By now it has become a truism that government agencies will prefer whichever dataset supports the governments desired policies. You might think that government agencies are only out to report the truth, but if that’s the case, why are these agencies run by political appointees?

I can say this as a former government employee who used to help NASA sell its programs to congress: We weren’t funded to investigate non-problems, and if global warming were ever to become a non-problem, funding would go away. I was told what I could and couldn’t say to Congress…Jim Hansen got to say whatever he wanted. I grew tired of it, and resigned.

Let me be clear: I’m not saying climate change is a non-problem; only that government programs that fund almost 100% of the research into climate change cannot be viewed as unbiased. Agencies can only maintain (or, preferable, grow) their budgets if the problem they want to study persists. Since at least the 1980s, an institutional bias exists which has encouraged the climate research community to view virtually all climate change as human-caused.

There indeed is a climate change problem to study…but I don’t think we know with any certainty how much is natural versus manmade. There is no way to know, because there is (contrary to the IPCC’s claims) no fingerprint of human versus natural warming. Even natural warming originating over the ocean will cause faster warming over land than over ocean, just as we already observe.

But since the government has framed virtually all of the research programs in terms of human-caused climate change, that’s what the funded scientists will dutifully report it to be, in terms of supposed causation.

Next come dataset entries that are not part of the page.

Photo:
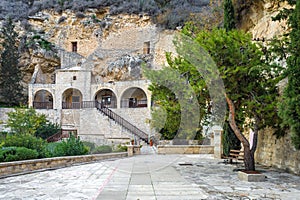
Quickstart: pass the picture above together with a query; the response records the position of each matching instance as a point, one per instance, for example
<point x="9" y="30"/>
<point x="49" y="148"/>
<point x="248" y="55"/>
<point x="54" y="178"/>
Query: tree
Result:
<point x="289" y="107"/>
<point x="249" y="81"/>
<point x="25" y="121"/>
<point x="229" y="17"/>
<point x="10" y="73"/>
<point x="176" y="91"/>
<point x="250" y="84"/>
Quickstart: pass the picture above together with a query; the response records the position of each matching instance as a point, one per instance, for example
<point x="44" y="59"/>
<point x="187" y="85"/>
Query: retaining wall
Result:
<point x="25" y="166"/>
<point x="185" y="149"/>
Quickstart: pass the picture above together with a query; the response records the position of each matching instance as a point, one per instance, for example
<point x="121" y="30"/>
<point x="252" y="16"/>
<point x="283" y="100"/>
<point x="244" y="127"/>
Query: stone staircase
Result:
<point x="125" y="124"/>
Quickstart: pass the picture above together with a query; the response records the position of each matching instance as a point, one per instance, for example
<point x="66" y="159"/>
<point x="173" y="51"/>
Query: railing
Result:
<point x="43" y="105"/>
<point x="127" y="103"/>
<point x="78" y="105"/>
<point x="123" y="122"/>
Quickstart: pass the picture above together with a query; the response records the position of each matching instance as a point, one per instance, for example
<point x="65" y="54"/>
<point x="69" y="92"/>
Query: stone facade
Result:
<point x="278" y="153"/>
<point x="101" y="65"/>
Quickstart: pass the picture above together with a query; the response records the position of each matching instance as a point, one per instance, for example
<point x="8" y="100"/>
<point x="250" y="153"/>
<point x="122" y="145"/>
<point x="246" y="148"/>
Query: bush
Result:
<point x="120" y="148"/>
<point x="90" y="145"/>
<point x="27" y="141"/>
<point x="72" y="147"/>
<point x="46" y="130"/>
<point x="102" y="149"/>
<point x="17" y="153"/>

And until the culture in the government funding agencies changes, I don’t see a new way of doing business materializing. It might require congress to direct the funding agencies to spend at least a small portion of their budgets to look for evidence of natural causes of climate change.

Because scientists, I have learned, will tend to find whatever they are paid to find in terms of causation…which is sometimes very difficult to pin down in science.